Several Days of Dyeing 2002
Oh how important that little letter 'e' can be!
First synopsis: dyeing angora
The first was to experiment with easter egg dyes on angora. I prewetted the angora (a very hard job, those bunnies must be able to run around in the rain all day without feeling the least bit wet) I just mixed the dyes in quart jars, and added vinegar to the ones it said to (for some reason it said not to add vinegar to the red and purple) I popped as much wet angora in the jars, and pushed it under the dye. Then I just inverted the jars now and then as I was working on other things. The process was pretty predicable. There were still dry pockets of fiber that did not take up the dye, but most of it caught color almost immediately. Sitting in the dye did not seem to deepen the color.
Eventually I rinsed each one in the sink, with a gentle spray. I liked all the colors, but to my suprise, the red (which was really a hot pink) and the purple was the same color, the blue in the purple completely washed away. So I had a double batch of the same hot pink. I probably only did about 1/8 oz samples of each color and decided that the easter egg dye was not worth the effort.

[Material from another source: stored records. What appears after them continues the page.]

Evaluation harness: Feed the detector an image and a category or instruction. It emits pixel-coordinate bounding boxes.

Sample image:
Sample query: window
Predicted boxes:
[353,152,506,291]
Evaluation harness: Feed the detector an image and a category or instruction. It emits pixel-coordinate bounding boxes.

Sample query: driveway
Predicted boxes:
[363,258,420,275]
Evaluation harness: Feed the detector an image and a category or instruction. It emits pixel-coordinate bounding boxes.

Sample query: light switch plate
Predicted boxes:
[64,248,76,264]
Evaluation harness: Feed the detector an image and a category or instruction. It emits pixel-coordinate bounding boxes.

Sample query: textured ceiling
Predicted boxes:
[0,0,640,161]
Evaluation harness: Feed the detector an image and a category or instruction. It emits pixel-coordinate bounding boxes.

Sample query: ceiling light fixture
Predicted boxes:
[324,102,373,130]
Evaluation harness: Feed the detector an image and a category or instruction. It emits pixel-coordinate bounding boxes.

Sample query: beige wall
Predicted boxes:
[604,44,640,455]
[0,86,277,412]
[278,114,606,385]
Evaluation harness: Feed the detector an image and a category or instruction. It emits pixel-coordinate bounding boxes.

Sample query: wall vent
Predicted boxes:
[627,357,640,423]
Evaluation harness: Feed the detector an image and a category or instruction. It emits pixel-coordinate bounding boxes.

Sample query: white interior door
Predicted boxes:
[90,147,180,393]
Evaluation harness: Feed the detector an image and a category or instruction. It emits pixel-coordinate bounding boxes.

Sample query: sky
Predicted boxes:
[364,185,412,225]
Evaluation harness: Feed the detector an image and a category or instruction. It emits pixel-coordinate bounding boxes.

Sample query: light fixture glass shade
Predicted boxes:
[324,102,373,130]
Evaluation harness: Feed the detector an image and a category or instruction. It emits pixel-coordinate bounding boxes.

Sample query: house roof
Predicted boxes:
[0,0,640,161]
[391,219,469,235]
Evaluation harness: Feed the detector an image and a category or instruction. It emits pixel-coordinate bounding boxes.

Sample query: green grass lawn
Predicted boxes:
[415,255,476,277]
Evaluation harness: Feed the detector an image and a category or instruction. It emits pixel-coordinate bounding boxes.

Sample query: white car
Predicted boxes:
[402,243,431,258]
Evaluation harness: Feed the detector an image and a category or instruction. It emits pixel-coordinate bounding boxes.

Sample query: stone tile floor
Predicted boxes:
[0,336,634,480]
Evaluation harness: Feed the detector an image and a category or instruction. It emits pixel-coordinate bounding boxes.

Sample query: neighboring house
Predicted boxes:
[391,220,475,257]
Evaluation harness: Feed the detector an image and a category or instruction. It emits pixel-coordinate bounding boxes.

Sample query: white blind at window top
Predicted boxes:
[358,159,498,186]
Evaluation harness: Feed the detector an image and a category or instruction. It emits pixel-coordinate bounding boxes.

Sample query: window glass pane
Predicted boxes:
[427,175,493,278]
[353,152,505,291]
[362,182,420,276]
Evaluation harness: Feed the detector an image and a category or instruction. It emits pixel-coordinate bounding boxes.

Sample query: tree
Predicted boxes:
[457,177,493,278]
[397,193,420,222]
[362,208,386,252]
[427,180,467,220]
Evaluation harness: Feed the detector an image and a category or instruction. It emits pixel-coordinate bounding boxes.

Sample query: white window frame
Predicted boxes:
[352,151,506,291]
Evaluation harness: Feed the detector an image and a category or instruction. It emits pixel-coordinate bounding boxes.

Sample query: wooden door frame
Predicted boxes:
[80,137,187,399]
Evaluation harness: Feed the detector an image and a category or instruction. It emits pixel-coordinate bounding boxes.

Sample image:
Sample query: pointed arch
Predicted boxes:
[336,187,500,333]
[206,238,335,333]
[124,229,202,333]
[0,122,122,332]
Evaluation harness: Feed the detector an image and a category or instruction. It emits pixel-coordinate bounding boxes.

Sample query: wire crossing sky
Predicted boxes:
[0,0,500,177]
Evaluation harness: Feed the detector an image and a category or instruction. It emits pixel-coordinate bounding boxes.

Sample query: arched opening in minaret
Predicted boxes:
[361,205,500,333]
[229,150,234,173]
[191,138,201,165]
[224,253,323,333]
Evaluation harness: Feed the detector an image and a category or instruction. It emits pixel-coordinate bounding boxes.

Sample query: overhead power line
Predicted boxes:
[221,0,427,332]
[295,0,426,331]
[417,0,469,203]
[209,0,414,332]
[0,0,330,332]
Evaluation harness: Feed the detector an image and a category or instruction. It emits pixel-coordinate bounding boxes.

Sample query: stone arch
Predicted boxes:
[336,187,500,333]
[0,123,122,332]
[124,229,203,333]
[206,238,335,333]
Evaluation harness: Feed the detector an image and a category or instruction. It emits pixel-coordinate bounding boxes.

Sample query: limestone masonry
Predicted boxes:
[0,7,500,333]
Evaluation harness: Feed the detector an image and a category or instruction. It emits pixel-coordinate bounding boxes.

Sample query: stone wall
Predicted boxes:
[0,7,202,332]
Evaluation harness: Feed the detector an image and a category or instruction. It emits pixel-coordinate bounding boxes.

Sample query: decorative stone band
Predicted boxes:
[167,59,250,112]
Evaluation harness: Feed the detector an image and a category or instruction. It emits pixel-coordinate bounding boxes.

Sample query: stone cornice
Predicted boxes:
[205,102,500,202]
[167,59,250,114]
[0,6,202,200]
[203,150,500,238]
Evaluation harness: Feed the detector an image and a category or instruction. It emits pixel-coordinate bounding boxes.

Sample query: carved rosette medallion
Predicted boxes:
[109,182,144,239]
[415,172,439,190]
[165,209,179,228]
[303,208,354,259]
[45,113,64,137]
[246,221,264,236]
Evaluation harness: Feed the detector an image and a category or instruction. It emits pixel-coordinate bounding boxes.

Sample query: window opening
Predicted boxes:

I later tried the same method with ciba kitron dyes (acid dyes) Same process though, prewet angora, make dyes in the quart jars, and fill with angora. I only used a scant 1/2 teas of dye, but that was plenty for a 3/4 full jar of water. In fact the orange and blues did not want to go into solution, probably due to being cold, and too much dye. I added vinegar to the jars, in pretty large quantity, I think 3 tbs to the qt. The colors were vivid, just what I wanted, but alot washed off too. The red again ended up a vivid pink.
It told me what I wanted to know though. I can make these acid dyes up in a cooking pot, and do a large 5-6 oz batch of angora all in one color, and it should be the vivid colors I have been trying to achieve. Mixing colors to get a better red or other colors should be easy.